El Zoo de Barcelona ha perdido a uno de sus animales «más queridos». Se trata de Yoyo, la elefanta más longeva del mundo, que ha muerto en el recinto barcelonés a los 54 años. El paquidermo, cabe decir, había superado ampliamente la expectativa de vida media de su especie bajo cuidado humano, que ronda los 39 años.

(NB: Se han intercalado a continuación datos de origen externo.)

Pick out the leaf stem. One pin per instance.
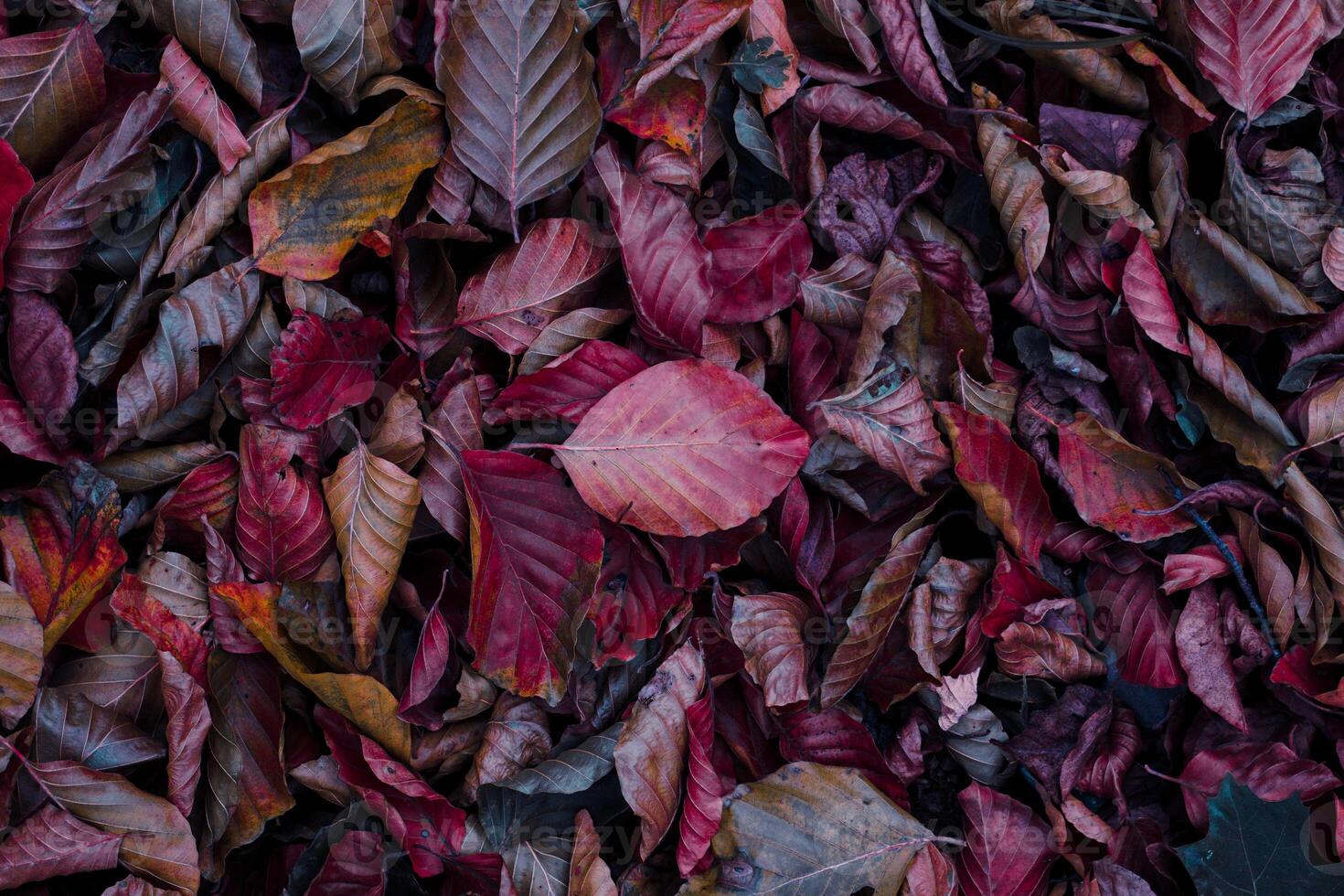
(1238, 572)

En un comunicado, la dirección ha lamentado la pérdida de un «animal afable y a la vez con carácter, también cuidadora referente para las otras elefantas del grupo, Susi y Bully». A pesar de la «máxima atención» recibida por el personal del zoológico, el estado de salud de Yoyo había empeorado en las últimas semanas debido a complicaciones relacionadas con la edad.

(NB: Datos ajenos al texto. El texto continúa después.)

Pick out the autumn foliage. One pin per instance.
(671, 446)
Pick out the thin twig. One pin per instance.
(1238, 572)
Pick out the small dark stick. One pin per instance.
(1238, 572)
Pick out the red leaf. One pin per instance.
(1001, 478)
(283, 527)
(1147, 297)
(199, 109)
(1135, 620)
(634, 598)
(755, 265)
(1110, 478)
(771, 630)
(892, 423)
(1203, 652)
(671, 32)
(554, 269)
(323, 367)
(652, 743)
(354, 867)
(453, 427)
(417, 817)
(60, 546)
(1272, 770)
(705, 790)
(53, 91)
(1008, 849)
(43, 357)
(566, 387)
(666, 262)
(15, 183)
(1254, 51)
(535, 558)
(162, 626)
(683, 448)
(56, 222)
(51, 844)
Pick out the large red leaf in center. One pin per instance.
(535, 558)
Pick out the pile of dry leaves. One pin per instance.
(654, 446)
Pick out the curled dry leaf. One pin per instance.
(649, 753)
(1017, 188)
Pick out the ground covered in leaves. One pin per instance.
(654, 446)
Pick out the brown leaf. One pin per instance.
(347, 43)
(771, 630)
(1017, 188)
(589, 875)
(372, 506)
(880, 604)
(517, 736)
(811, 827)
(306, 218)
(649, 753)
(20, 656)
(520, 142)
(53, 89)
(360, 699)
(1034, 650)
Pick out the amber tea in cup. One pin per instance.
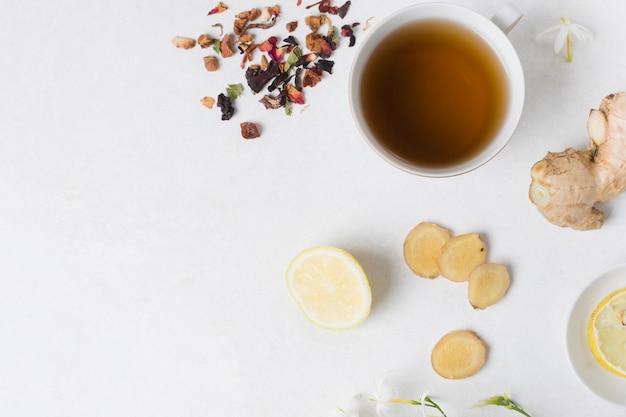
(434, 94)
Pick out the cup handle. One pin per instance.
(507, 17)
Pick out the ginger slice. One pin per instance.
(487, 285)
(422, 246)
(458, 354)
(461, 255)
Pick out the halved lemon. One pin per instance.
(330, 287)
(606, 333)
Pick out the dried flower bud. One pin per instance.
(208, 102)
(250, 130)
(204, 41)
(218, 9)
(291, 26)
(211, 63)
(183, 43)
(225, 48)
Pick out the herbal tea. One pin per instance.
(433, 93)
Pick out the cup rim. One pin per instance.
(491, 34)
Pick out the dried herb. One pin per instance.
(325, 6)
(325, 65)
(234, 91)
(226, 106)
(258, 78)
(218, 9)
(347, 31)
(272, 102)
(219, 25)
(284, 70)
(292, 59)
(312, 77)
(249, 130)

La primera teniente de alcaldía de Barcelona y presidenta de BSM, Laia Bonet, ha elogiado «el papel del Zoo como referente internacional en el cuidado y bienestar de elefantes de edad avanzada, así como su labor en la conservación de esta especie tan amenazada». El director del Zoo, Antoni Alarcon, ha destacado el cariño que los visitantes profesaban a la elefanta, a quien ha calificado de «entrañable». Yoyo llegó al zoológico barcelonés en 2009, después de una intervención de las administraciones catalanas en el antiguo RioLeón Safari. El animal había pasado tiempo en un circo, lo que le dejó importantes secuelas físicas, pero también psicológicas. Con el tiempo y el cuidado de los especialistas municipales, sin embargo, la situación del animal mejoró.
Muere Yoyo, el elefante africano más longevo del mundo 🐘.
— zoobarcelona (@ZooBarcelona) 28 de diciembre de 2024
Con una edad estimada de 54 años, Yoyo ha muerto esta mañana. Su estado de salud había empeorado las últimas semanas por problemas vinculados a su avanzada edad, que ha ido evolucionando hacia un estado cada vez más… pic.twitter.com/DuKQZucbG7
Cierre del Zoo
Debido a la muerte de Yoyo, el zoológico ha permanecido cerrado durante la mañana. El recinto lanzó a las 8 de la mañana en sus redes un breve mensaje alegando «motivos técnicos» sin especificar, si bien confirmó a betevé que era necesario llevar a cabo tareas logísticas que no se podrían haber completado con presencia de público.